What happens to Facebook after its IPO?
This week, the company filed paperwork in preparation for an initial public offering of stock. The paperwork values Facebook at as much as $95 billion, with a per-share price range of $28 to $35. The company is now taking its message on the road, trying to drum up investor interest. While there's plenty of attention on who will get a piece of Facebook, there are also plenty of reasons why its stock price might not leap off the charts.
Here are four reasons why Facebook's success in the stock market is anything but a sure bet:
An Unpredictable Tech Market
Looking at a few other tech stocks, the outlook can seem rosy. Yelp's share price has grown by 38 percent since its IPO, and LinkedIn's has more than doubled, according to figures compiled by the Associated Press.
Then again, there may be need for caution. Game maker Zynga's share price is down 14 percent from its December 2011 IPO price. Groupon's price has fallen 48 percent. Pandora's per-share price has fallen 46 percent since its June 2011 offering.
In other words, it's tough to discern a trend in the tech industry's stock market showings. But even if there were a clear direction, the tech sector is far more unpredictable than other industries.
"In general you'll find that industries move in parallel, because what's good for one oil company will be good for another oil company," says Craig Chapman, a professor in the Accounting Information and Management department at the Kellogg School of Management at Northwestern University. "But in the tech business it's slightly different," he says.
In part, that's because these different sites occupy different industries, and fulfill different roles for users. And even those sites with a broad reach—like Pandora or Groupon—can potentially slide even while they remain popular and other tech stocks soar.
"So much innovation is going on in this space, why do we think nobody's going to come and eat [Facebook's] lunch?" says Chapman. True, it can be hard to imagine an Internet without Facebook "share" buttons on every article, video, and blog post, but Chapman notes that black-and-white TVs also once dominated Americans' living rooms.
A new innovation that catches on can quickly and unexpectedly blow away the competition. The Internet's early search engines—Altavista, HotBot, Lycos—now seem like distant memories, in part thanks to Google, which has bested not only those smaller engines, but also search giant Yahoo!.

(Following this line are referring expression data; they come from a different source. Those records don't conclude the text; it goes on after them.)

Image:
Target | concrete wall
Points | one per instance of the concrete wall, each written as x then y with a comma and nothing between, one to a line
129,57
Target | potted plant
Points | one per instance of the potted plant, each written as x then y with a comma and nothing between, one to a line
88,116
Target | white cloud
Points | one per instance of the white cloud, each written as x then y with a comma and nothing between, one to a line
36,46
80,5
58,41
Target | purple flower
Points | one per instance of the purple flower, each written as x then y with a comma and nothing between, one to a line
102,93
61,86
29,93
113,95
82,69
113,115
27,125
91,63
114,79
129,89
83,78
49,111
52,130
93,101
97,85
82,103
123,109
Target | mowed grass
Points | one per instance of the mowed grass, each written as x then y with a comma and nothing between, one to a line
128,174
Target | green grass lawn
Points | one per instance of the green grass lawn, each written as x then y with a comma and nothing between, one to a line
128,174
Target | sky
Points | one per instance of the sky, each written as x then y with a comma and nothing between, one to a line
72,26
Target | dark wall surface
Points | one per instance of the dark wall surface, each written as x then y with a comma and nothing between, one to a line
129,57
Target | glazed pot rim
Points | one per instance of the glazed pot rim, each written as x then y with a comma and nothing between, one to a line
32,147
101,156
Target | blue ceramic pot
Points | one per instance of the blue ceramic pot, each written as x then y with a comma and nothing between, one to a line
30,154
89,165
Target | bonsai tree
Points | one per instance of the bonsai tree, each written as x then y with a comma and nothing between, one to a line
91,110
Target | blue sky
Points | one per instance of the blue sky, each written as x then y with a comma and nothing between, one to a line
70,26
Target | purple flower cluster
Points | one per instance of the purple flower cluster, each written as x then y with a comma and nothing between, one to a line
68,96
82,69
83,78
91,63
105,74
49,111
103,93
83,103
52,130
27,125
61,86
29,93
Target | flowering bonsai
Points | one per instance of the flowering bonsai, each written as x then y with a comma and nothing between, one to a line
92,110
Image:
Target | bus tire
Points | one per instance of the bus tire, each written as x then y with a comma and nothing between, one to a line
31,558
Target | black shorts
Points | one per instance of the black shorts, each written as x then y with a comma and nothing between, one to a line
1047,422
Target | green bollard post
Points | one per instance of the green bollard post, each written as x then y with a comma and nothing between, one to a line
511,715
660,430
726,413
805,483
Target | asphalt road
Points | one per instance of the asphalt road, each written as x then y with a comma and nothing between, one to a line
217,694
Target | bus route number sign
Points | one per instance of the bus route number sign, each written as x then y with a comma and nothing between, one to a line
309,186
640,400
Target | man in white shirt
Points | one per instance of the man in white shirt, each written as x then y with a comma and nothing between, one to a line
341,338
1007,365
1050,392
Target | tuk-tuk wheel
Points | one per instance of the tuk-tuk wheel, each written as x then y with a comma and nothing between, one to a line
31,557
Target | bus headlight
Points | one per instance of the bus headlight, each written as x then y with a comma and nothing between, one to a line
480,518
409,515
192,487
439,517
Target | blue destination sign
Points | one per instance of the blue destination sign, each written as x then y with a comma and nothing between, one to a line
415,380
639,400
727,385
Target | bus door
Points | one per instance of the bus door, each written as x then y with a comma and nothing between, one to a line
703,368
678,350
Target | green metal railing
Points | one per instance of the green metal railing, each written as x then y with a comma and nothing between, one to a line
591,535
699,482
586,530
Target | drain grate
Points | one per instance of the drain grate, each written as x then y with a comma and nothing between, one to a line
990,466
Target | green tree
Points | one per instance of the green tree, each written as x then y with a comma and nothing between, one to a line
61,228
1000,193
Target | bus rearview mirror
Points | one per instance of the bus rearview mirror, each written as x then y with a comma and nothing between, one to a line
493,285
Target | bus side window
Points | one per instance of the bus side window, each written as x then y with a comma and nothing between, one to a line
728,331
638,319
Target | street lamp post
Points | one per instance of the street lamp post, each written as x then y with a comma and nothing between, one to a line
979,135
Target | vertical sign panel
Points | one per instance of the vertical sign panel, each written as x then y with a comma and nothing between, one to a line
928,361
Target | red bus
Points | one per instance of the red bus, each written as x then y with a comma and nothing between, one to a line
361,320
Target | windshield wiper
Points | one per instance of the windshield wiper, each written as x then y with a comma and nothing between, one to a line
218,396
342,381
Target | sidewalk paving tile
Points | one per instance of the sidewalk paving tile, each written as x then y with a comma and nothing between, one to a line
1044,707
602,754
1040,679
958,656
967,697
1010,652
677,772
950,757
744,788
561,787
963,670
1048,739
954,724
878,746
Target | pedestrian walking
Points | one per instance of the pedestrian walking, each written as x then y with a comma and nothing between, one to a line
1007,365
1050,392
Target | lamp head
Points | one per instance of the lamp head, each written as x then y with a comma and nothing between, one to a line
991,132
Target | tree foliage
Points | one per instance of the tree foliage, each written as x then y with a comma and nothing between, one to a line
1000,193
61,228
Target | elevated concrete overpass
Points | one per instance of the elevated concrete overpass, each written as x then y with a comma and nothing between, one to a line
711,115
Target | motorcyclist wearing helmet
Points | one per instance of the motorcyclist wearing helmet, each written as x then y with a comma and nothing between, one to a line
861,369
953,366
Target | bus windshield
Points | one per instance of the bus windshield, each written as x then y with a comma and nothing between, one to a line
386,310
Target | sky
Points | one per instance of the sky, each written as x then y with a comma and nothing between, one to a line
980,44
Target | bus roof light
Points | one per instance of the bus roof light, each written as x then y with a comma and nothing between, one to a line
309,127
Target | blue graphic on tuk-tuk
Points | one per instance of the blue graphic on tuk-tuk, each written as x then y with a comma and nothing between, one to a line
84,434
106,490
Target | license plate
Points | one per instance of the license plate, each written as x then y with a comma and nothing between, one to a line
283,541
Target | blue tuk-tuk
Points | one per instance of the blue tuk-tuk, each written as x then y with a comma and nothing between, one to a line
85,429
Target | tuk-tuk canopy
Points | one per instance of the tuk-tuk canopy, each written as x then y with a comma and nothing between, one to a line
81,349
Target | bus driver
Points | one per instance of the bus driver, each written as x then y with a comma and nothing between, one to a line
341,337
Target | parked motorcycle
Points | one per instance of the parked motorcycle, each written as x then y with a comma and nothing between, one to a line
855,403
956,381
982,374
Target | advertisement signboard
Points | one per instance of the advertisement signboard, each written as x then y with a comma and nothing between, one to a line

Another site that discovers the magic formula for social media success could one day threaten Facebook's ubiquity. Likewise, Facebook could misstep, giving the advantage to a competitor. In a February SEC filing, Facebook acknowledged privacy policies—where it has notably irked users in the past—as a risk factor. If the company "adopt[s] policies or procedures related to areas such as sharing of user data that are perceived negatively by [its] users or the general public," says the filing, it could hurt the company's performance.
Huge but Slowing Down
In the first quarter of this year, the company's revenues fell by 6 percent from the final quarter of 2011, its first such decline in two years. In addition, growth in its base of regular users has recently slowed considerably.
These numbers may not indicate real problems at Facebook -- after all, its membership can't skyrocket forever -- but it could signal growing pains for a company in the midst of what one might consider its adolescence.
"The company is entering a maturation process," Francis Gaskins, president of IPOdesktop.com, told the Associated Press. "I think their core business slowed more than they thought for the past four months."
What's it Worth?
As Time noted this week, Facebook has yet to perfect its advertising strategy and is not seeing consistent growth in that area. So even while its active user base creeps toward 1 billion, monetizing that popularity still can look iffy. With these types of questions about long-term revenue looming, some investors may not be willing to pay $28 to $35 per share.